By Charlie Lagasca
Saturday, November 1, 2008 [ philstar.com ]
SOLANO, Nueva Vizcaya – Not only the living, but even the dead are running out of land here.
For years, cemetery officials in this booming commercial town have been finding it increasingly difficult to find available vacant lots to bury the dead in the century-old public cemetery.
“Thousands of dead have already been buried there that it is difficult to find a place to bury your dead if you don’t have any relatives buried there. It’s difficult to estimate how many have already been buried there through the years,” municipal engineer Nestor Gonzaga said.
With the coming generations in mind, and even though congestion problems in the present cemetery would not immediately be solved, the municipal government recently began work for a new 21,000-square-meter cemetery in a nearby village.

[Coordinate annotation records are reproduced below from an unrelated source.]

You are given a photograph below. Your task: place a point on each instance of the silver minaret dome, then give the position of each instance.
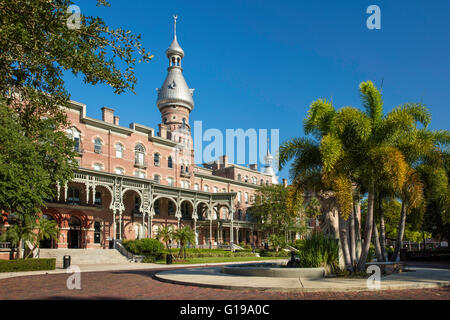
(175, 90)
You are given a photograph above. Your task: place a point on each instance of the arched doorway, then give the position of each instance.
(74, 233)
(47, 243)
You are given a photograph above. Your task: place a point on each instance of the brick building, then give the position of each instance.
(132, 180)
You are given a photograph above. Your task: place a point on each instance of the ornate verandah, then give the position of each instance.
(210, 204)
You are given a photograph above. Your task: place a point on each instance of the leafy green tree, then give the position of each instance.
(184, 236)
(36, 48)
(279, 210)
(166, 234)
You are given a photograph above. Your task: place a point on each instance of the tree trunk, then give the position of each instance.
(353, 237)
(376, 242)
(19, 250)
(368, 229)
(400, 232)
(383, 236)
(343, 236)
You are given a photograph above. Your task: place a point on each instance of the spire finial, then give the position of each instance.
(175, 17)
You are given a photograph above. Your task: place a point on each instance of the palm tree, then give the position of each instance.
(354, 147)
(184, 236)
(166, 234)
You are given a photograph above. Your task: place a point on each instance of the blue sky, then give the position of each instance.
(260, 64)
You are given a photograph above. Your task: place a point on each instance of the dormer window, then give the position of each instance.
(156, 159)
(119, 150)
(139, 155)
(98, 145)
(74, 135)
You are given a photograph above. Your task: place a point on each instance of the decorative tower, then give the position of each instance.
(175, 100)
(268, 169)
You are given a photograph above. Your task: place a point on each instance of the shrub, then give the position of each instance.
(151, 248)
(27, 265)
(272, 253)
(318, 250)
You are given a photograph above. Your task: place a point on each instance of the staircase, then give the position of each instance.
(85, 256)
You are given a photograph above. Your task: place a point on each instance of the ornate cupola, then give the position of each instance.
(175, 97)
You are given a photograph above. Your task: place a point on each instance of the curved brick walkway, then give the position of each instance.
(140, 284)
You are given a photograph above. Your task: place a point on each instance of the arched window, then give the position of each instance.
(156, 159)
(74, 135)
(119, 150)
(156, 206)
(98, 145)
(139, 155)
(139, 174)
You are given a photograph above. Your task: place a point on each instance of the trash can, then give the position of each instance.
(66, 262)
(403, 254)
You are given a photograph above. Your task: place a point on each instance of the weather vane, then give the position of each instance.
(175, 17)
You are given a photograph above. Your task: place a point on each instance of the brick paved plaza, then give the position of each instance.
(139, 284)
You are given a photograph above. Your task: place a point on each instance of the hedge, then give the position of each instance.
(271, 253)
(204, 253)
(151, 248)
(27, 265)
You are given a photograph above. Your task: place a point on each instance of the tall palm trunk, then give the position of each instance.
(343, 237)
(376, 242)
(383, 235)
(400, 232)
(368, 229)
(353, 237)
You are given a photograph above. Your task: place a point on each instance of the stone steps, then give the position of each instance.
(85, 256)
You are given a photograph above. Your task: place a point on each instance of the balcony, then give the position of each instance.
(185, 174)
(141, 164)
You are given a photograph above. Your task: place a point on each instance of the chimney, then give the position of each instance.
(108, 115)
(223, 162)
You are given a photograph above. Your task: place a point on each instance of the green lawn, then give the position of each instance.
(220, 259)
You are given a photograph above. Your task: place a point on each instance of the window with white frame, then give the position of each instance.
(156, 159)
(119, 150)
(139, 174)
(98, 145)
(139, 154)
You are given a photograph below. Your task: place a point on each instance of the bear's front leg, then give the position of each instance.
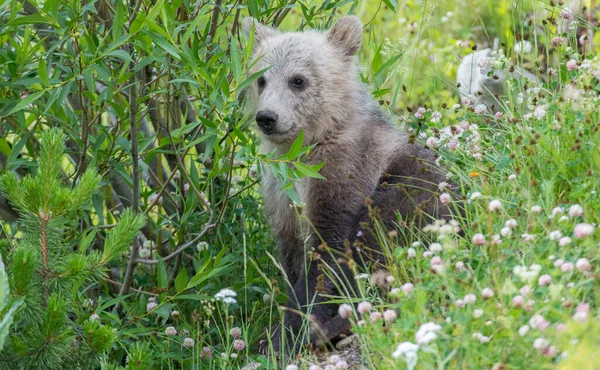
(308, 318)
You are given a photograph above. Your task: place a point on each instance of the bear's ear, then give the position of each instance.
(261, 32)
(346, 34)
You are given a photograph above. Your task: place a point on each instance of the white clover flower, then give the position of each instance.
(495, 205)
(408, 352)
(226, 295)
(435, 247)
(188, 342)
(427, 333)
(170, 330)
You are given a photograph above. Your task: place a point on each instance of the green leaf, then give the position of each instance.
(181, 280)
(161, 274)
(43, 72)
(30, 19)
(121, 54)
(118, 22)
(296, 146)
(392, 4)
(201, 276)
(164, 44)
(25, 102)
(309, 171)
(194, 297)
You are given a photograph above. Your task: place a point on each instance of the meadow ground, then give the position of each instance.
(516, 288)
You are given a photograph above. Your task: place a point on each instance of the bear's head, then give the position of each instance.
(311, 81)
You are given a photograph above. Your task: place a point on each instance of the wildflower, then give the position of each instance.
(566, 13)
(436, 117)
(523, 330)
(364, 307)
(583, 230)
(583, 264)
(480, 109)
(558, 262)
(483, 339)
(155, 199)
(541, 344)
(495, 205)
(506, 232)
(239, 344)
(475, 195)
(202, 246)
(374, 316)
(536, 209)
(555, 235)
(362, 277)
(487, 293)
(452, 144)
(389, 315)
(431, 142)
(408, 288)
(427, 333)
(575, 210)
(545, 280)
(523, 47)
(226, 295)
(144, 253)
(188, 342)
(170, 330)
(420, 113)
(235, 332)
(470, 298)
(206, 353)
(445, 198)
(572, 65)
(478, 239)
(556, 211)
(557, 41)
(345, 310)
(539, 113)
(408, 352)
(518, 301)
(525, 290)
(564, 241)
(566, 267)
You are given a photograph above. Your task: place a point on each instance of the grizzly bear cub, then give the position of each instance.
(312, 84)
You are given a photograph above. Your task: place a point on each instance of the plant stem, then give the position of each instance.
(132, 263)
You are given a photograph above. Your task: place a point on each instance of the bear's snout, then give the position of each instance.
(267, 120)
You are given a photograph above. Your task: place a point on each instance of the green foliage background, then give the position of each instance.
(149, 96)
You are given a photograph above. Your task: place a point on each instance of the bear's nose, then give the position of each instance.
(266, 120)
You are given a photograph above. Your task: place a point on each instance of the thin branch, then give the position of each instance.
(132, 263)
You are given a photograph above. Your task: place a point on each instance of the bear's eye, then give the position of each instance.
(261, 82)
(298, 82)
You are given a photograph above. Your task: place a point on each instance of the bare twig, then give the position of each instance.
(132, 263)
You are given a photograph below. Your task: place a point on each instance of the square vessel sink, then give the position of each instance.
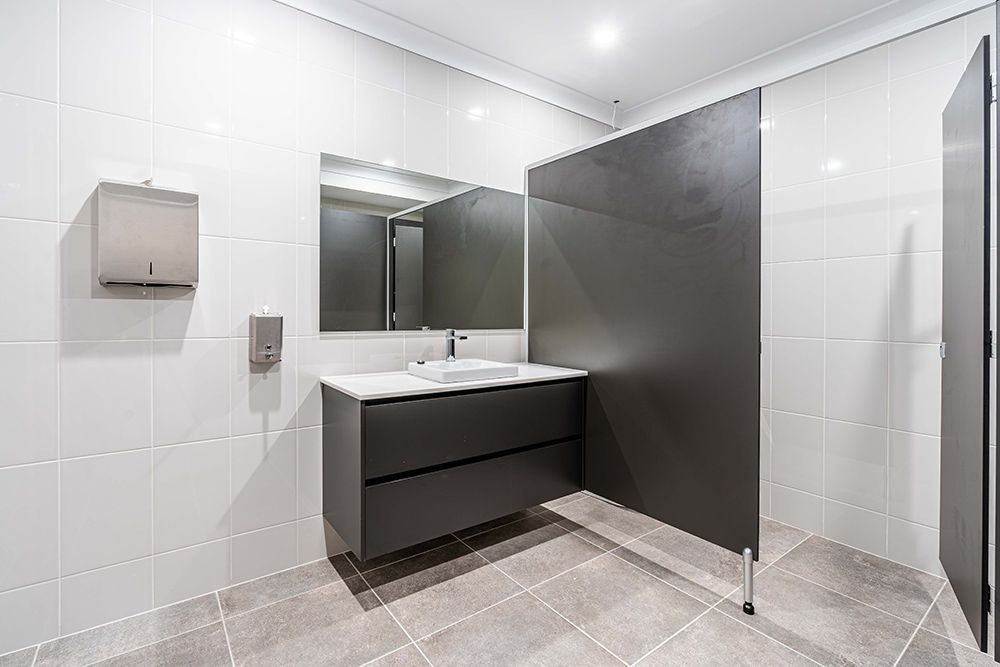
(462, 370)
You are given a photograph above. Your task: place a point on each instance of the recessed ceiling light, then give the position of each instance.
(604, 36)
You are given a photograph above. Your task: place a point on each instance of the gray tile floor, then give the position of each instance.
(576, 582)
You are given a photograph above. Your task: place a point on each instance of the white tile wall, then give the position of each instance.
(851, 214)
(162, 464)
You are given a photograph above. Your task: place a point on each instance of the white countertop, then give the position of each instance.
(370, 386)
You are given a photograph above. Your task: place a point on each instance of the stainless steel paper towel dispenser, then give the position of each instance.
(146, 235)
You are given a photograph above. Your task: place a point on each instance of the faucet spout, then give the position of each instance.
(449, 339)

Mayor Philip Dacayo said it has been a traffic nightmare at the 40,000-square-meter public cemetery in Barangay Roxas every All Saints’ Day.
“The town cemetery has become so crowded that in the past, relatives were burying their dead on top of each other,” said Gonzaga.

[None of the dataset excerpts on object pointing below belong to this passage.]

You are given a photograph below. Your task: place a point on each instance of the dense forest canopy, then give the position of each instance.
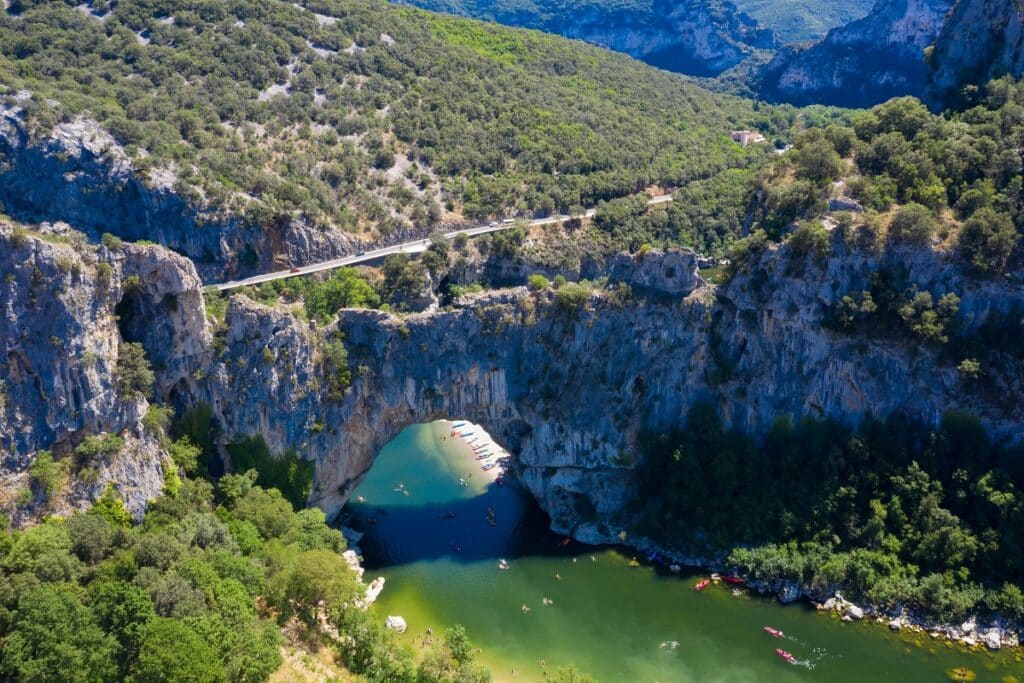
(202, 591)
(359, 115)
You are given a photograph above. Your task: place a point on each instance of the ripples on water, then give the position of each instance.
(431, 540)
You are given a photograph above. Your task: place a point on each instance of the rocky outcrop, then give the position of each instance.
(79, 174)
(519, 365)
(981, 40)
(863, 62)
(671, 272)
(59, 338)
(566, 390)
(696, 37)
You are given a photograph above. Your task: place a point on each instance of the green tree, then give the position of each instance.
(912, 224)
(123, 610)
(47, 473)
(172, 652)
(54, 637)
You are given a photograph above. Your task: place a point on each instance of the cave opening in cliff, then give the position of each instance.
(143, 321)
(440, 491)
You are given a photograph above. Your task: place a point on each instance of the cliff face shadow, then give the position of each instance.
(459, 530)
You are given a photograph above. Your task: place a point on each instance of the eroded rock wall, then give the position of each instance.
(861, 63)
(568, 389)
(60, 340)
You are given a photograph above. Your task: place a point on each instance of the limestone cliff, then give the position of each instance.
(863, 62)
(566, 388)
(79, 174)
(568, 392)
(981, 40)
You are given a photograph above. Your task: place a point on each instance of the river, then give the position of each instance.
(591, 607)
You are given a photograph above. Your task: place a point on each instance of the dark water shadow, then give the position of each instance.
(459, 529)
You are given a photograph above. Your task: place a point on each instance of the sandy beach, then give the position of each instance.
(477, 446)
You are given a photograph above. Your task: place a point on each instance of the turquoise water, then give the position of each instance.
(613, 621)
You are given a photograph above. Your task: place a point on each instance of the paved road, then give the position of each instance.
(415, 247)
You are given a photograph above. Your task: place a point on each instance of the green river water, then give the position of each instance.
(608, 619)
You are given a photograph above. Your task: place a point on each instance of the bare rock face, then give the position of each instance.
(79, 174)
(672, 272)
(863, 62)
(60, 340)
(981, 40)
(568, 392)
(696, 37)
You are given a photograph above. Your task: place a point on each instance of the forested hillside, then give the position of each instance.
(898, 512)
(359, 115)
(695, 37)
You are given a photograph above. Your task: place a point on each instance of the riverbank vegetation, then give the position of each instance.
(204, 590)
(894, 513)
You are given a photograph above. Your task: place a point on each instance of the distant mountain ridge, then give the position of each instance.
(863, 62)
(695, 37)
(981, 40)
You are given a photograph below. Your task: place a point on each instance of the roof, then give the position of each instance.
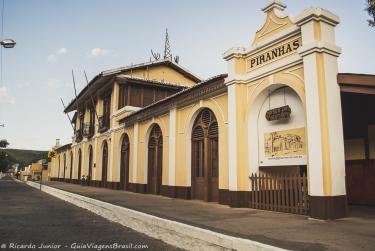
(356, 83)
(106, 75)
(174, 96)
(63, 147)
(151, 82)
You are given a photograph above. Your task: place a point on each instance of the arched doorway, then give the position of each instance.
(64, 165)
(58, 174)
(124, 166)
(89, 178)
(79, 164)
(104, 164)
(155, 160)
(71, 166)
(205, 161)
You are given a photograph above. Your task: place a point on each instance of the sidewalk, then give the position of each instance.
(287, 231)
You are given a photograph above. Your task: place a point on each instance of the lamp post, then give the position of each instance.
(8, 43)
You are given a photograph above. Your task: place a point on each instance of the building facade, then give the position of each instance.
(157, 128)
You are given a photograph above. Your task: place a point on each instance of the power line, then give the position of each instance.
(2, 37)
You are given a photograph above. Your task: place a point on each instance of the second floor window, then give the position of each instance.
(106, 106)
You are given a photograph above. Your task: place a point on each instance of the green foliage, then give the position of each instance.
(9, 157)
(4, 143)
(371, 11)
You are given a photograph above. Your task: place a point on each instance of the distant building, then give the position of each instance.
(157, 128)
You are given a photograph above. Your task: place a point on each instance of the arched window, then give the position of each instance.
(124, 166)
(71, 166)
(89, 176)
(205, 162)
(104, 164)
(79, 164)
(155, 160)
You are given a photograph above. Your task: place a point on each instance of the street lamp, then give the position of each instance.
(8, 43)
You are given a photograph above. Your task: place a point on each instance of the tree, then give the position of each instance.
(4, 143)
(371, 11)
(4, 160)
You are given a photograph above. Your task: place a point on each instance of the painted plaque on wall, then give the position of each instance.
(285, 147)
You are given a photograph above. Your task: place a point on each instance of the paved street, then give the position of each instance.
(294, 232)
(31, 217)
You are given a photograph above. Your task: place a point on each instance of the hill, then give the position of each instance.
(24, 157)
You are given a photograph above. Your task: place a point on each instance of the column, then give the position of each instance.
(326, 160)
(172, 147)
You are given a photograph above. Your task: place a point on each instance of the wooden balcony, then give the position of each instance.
(103, 123)
(88, 130)
(79, 135)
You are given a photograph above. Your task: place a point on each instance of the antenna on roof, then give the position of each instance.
(75, 90)
(71, 123)
(155, 55)
(167, 51)
(167, 47)
(92, 99)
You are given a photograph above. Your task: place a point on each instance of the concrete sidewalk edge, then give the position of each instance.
(174, 233)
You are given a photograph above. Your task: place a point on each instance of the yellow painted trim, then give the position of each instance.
(317, 31)
(327, 179)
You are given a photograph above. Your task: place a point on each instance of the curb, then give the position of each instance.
(174, 233)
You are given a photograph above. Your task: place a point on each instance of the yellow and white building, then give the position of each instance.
(157, 128)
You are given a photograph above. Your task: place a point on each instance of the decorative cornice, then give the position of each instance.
(274, 5)
(317, 14)
(319, 47)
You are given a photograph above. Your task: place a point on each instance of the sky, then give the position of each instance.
(55, 37)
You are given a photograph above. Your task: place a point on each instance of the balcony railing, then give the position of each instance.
(79, 135)
(103, 123)
(88, 130)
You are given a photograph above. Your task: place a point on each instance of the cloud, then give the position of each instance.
(52, 58)
(5, 97)
(54, 83)
(62, 51)
(24, 84)
(98, 52)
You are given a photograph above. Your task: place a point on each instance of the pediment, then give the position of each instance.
(273, 24)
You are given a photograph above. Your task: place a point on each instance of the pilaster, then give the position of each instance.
(326, 161)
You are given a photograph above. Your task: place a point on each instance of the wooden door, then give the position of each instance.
(205, 164)
(104, 164)
(79, 164)
(71, 166)
(213, 170)
(64, 165)
(124, 166)
(155, 161)
(89, 178)
(198, 182)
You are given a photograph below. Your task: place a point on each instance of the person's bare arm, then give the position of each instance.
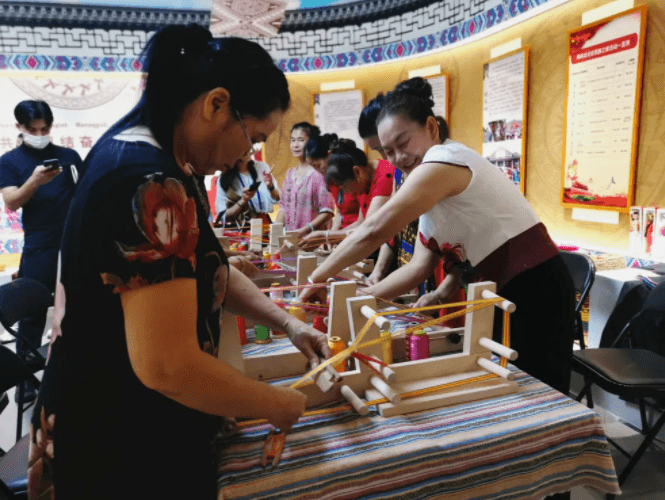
(425, 187)
(319, 221)
(408, 277)
(160, 324)
(15, 197)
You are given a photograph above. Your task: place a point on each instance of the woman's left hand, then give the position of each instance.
(268, 179)
(244, 266)
(312, 240)
(312, 343)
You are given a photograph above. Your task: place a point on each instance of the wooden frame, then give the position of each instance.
(567, 163)
(356, 137)
(395, 379)
(485, 120)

The site for the new cemetery was bought for P1.5 million in nearby Curifang village, Gonzaga said, adding it would be ready for use next year.
“We are already preparing the cemetery for the coming years, especially with the exceedingly high cost of lots in nearby private cemeteries,” said Dacayo.
He said they foresee the new cemetery to be more like a memorial park, but affordable to the poor.
“We will be charging only a minimal fee for the use of lots in the new cemetery. For only around P1,500, a family could use their cemetery lot for a 10-year period,” he said.
The municipal cemetery is much cheaper than commercial memorial parks here which charge as much as P20,000 for a two-by-four-meter lot, which poor residents can hardly afford.